I think SNAFU is more like a combination of anyhow and thiserror into a single crate, rather than Stack Error which leans more heavily into the "turnkey" error struct. Using the Whatever struct, you get some overlap with Stack Error features:

- Error message are co-located.

- Error type implement std::error::Error (suitable for library development).

- External errors can be wrapped and context can easily be added.

Where Stack Error differs:

- Error codes (and URIs) offer ability for runtime error handling without having to compare strings.

- Provides pseudo-stack by stacking messages.

Underlying this is an opinion I baked into Stack Error: error messages are for debugging, not for runtime error handling. Otherwise all your error strings effectively become part of your public interface since a downstream library can rely on them for error handling.

lilyball•10mo ago
If the macros only exist to get file and line information, you could do the same thing by using `#[track_caller]` functions combined with `std::panic::Location` to get that same info. For example, `stack_err!` could be replaced with

  impl StackError {
      #[track_caller]
      fn new_location(msg: impl Display) -> Self {
          let loc = std::panic::Location::caller();
          Self::new(format!("{}:{} {msg}", loc.file(), loc.line()))
      }
  }
such that you call `.map_err(StackError::new_location("data is not a list of strings"))`. A macro is nice if you need to process format strings with arguments (though someone can call `StackError::new_location(format_args!(…))` if they want), but all of your examples show static strings so it's nice to avoid the error in that case.

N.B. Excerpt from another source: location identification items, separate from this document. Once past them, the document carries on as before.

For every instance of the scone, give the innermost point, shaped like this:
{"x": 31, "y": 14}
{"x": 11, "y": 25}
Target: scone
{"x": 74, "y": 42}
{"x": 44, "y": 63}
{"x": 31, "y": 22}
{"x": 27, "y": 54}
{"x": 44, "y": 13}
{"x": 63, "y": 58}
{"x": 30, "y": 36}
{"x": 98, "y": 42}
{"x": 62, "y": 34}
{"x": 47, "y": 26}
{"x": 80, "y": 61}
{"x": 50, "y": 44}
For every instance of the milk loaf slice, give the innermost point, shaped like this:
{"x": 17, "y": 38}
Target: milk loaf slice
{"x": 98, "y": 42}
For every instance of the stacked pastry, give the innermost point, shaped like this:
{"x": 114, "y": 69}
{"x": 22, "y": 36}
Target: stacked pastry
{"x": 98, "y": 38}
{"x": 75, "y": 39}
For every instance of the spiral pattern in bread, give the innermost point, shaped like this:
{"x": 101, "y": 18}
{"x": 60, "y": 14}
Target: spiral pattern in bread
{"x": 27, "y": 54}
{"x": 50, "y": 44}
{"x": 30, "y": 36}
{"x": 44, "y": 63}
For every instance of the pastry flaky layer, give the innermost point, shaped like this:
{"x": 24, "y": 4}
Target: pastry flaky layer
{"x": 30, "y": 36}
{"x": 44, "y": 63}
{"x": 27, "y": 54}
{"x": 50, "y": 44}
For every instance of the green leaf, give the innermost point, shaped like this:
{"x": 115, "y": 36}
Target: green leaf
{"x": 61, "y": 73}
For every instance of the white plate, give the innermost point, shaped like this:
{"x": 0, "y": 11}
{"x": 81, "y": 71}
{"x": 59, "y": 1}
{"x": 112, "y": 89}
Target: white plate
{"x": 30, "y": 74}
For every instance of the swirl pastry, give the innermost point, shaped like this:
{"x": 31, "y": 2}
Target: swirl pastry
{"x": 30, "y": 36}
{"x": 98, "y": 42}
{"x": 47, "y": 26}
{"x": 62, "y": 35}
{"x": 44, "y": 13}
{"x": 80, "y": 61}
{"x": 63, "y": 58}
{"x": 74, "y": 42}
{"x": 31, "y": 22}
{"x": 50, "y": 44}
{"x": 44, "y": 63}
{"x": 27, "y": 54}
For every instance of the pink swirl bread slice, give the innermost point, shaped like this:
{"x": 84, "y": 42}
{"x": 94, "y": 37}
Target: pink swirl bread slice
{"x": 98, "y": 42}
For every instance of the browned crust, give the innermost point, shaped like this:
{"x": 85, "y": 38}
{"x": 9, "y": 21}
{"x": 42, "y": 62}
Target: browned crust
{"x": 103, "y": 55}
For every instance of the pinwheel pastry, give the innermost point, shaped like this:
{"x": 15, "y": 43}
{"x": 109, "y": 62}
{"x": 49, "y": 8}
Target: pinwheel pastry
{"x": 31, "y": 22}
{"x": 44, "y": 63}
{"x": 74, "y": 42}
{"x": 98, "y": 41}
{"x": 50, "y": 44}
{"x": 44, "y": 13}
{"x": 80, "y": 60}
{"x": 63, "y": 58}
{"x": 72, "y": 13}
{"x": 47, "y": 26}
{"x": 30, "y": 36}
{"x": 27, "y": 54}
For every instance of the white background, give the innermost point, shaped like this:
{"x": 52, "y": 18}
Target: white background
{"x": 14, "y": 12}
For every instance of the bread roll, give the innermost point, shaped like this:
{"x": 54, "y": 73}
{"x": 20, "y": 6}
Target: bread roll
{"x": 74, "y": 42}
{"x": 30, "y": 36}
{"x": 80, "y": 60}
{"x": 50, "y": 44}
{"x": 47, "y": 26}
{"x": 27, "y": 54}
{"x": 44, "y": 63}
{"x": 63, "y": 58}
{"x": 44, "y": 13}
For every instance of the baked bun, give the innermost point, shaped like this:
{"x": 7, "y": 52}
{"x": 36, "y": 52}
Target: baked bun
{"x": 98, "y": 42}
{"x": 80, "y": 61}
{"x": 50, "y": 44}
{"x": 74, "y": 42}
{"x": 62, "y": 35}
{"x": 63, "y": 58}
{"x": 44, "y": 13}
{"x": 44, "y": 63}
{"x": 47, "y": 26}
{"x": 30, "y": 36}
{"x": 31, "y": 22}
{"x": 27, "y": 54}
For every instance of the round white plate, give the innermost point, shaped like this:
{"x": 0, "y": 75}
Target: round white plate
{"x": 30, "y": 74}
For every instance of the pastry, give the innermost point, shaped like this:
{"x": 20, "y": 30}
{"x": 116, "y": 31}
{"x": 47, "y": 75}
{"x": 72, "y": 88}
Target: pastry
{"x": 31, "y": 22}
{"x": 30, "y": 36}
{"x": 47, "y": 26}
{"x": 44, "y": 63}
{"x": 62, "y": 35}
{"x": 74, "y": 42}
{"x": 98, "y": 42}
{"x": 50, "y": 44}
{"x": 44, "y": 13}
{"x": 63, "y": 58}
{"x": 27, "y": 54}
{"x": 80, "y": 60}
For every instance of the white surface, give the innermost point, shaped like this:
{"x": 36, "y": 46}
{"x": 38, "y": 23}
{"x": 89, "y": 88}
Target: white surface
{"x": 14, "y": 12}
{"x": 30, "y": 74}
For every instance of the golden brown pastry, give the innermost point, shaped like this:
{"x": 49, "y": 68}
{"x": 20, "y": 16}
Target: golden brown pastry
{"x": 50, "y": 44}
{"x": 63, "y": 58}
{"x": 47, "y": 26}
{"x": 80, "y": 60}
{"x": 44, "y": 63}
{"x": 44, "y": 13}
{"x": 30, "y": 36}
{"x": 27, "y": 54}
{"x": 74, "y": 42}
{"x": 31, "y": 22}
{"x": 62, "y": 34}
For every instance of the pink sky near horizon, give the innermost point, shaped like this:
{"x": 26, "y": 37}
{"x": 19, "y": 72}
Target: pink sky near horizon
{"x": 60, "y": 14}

The use of `std::panic::Location` also means instead of baking that into a format string you could also just have that be an extra field on the error, which would let you expose accessors for it, and you can then print them in your Debug/Display impls.

Speaking of, the Display impl really should not include its source. Standard handling for errors expects that an error prints just itself with Display because it's very common to recurse through sources and print those, so if Display prints the source too then you're duplicating output. Go ahead and print it on Debug though, that's nice for errors returned from `main()`.

garrinm•10mo ago
Thanks for the insight, I wasn't aware of `track_caller`. I'll definitely be looking into this. I was scratching my head trying to figure out how to make file and line number usage consistent and customizable, this looks like the answer!

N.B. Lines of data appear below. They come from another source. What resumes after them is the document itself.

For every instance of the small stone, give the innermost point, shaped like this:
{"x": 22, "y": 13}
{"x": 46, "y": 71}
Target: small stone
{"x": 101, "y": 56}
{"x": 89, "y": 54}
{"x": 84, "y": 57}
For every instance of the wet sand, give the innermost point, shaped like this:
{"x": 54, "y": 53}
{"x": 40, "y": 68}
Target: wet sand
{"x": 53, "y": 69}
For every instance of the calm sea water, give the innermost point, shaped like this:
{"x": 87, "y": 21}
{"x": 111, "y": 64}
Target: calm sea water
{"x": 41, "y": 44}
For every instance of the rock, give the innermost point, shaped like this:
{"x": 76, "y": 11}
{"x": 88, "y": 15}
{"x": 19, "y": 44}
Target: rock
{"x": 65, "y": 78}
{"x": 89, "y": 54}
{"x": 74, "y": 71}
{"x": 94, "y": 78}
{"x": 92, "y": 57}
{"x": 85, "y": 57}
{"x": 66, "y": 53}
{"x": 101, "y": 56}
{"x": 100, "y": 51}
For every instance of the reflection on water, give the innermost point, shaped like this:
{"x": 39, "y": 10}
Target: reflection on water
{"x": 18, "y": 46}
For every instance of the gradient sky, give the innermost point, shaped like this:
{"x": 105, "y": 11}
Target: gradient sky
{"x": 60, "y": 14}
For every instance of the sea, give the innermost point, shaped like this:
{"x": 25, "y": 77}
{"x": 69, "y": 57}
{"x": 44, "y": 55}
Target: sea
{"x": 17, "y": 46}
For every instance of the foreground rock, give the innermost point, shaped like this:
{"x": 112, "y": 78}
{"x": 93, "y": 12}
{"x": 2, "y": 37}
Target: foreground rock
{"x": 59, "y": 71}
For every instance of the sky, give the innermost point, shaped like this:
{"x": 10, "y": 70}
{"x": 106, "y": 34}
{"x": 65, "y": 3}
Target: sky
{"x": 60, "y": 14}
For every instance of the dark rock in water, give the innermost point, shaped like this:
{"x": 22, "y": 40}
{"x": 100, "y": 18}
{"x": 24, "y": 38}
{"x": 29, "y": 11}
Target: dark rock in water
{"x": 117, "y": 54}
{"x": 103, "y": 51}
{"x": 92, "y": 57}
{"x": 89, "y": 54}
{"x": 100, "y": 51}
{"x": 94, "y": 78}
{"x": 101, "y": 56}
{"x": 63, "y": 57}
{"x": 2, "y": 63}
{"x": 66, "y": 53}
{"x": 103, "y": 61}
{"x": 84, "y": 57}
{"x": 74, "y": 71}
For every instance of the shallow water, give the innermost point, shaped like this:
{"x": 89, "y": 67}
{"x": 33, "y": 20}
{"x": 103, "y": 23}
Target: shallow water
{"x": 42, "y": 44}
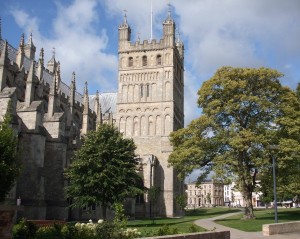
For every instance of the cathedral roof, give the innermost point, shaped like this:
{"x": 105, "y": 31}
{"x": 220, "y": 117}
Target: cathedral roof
{"x": 108, "y": 100}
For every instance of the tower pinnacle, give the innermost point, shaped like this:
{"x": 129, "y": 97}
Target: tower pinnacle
{"x": 0, "y": 28}
{"x": 125, "y": 17}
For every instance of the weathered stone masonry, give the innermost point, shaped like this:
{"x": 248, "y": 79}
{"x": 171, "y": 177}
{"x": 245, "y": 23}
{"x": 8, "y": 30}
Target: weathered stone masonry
{"x": 50, "y": 118}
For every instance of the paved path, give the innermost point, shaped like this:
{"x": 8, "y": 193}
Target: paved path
{"x": 209, "y": 224}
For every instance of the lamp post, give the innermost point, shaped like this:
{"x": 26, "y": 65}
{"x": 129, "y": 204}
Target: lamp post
{"x": 272, "y": 149}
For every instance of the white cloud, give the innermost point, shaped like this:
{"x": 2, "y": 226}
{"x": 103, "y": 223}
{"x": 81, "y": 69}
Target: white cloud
{"x": 215, "y": 33}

You're also right that this will pretty much eliminate the need for macros.

That's also a very key insight about Display vs. Debug printing. I'll be looking into that as well.

Thank you for the thoughtful reply.

DavidWilkinson•10mo ago
Dei here, from the team behind Error Stack [1] (a similarly named existing, context-aware error-handling library for Rust that supports arbitrary attachments). How does Stack Error, here, compare?